Mannheim. Eine vierköpfige Familie, die auf gerade mal zehn Quadratmetern ohne Küche und Toilette leben muss, Bilder von Kindern, die auf der Straße mit einem Hund mit Maulkorb spielen und vermüllte Hofeinfahrten: „Zwei Quadratkilometer Stress – Hilfe für einen Stadtteil“ lautet der Titel einer neuen Folge der ZDF-Serie „37 Grad“. Vorgestellt wird die Arbeit von Julia Wege, Leiterin von Amalie, der Diakonie-Beratungsstelle für Prostituierte, von Stefan Semel, dem Leiter des Vereins Aufwind und Peter Deffa, Leiter der Neckarschule. Die Reaktionen auf die Ausstrahlung sind jedoch sehr geteilt. Wir hörten uns nach dem Sendetermin bei Neckarstädtern, der Stadt, Betroffenen und Einrichtungsleitern um.
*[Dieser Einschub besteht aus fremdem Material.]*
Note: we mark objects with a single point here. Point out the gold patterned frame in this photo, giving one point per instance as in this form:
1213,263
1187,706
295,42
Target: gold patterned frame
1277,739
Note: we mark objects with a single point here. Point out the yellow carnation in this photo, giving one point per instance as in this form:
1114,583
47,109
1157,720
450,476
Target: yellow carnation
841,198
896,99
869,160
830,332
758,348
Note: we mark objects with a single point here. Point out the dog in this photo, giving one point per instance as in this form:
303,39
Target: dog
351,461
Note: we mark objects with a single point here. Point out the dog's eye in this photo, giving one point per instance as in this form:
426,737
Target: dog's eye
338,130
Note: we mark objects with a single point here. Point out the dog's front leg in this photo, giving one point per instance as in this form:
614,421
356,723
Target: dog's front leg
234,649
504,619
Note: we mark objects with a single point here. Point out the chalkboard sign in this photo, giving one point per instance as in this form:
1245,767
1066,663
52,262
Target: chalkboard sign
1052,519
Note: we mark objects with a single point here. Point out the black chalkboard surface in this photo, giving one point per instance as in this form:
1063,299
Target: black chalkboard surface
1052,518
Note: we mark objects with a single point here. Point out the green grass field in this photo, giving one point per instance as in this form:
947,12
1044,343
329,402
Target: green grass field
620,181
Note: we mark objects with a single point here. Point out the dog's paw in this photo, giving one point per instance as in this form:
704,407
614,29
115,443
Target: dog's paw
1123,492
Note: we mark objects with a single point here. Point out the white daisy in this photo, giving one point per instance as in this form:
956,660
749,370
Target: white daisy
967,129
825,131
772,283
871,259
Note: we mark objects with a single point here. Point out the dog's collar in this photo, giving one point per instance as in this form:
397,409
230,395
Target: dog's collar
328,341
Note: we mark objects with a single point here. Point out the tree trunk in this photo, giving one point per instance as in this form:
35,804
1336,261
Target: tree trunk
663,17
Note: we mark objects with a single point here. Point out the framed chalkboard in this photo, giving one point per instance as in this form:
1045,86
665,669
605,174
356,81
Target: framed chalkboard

„Die Reportage ist eine große Enttäuschung“, gesteht Petar Drakul, Leiter der lokalen Stadterneuerung, auf Anfrage dieser Redaktion. Etliche Aktivitäten und Bemühungen von Fördervereinen und Einrichtungen würden in dem Beitrag nicht berücksichtigt: „Von einem öffentlich-rechtlichen Sender hätte man etwas anderes erwarten dürfen“, findet Drakul: „Es fehlt jede Analyse und Einordnung.“ Das ZDF habe trotz ausführlicher Vorgespräche und Informationen „weggelassen, was nicht passt“. Dazu zähle das Engagement der Menschen, die auch im Quartier wohnen und leben: „Das heißt, neu gegründete Vereine und Initiativen, die bereits aktiv sind, oder Spenden, die eingeworben werden.“
Persönliche Enttäuschung
Nicht thematisiert würden in dem Film auch das große Interesse des Gemeinderats und das Engagement von Stadt und Polizei im Quartier: „Und dieses Engagement ist auch erforderlich, denn der Weg, um die Neckarstadt West insgesamt zu stabilisieren, ist noch weit. Davor verschließen wir auch nicht die Augen, sondern machen immer wieder selbst auf die Probleme aufmerksam.“ Die These vom „vergessenen Stadtteil“ sei „absurd“. Eine von dieser Redaktion erbetene Stellungnahme hat das ZDF am Mittwoch nicht abgegeben.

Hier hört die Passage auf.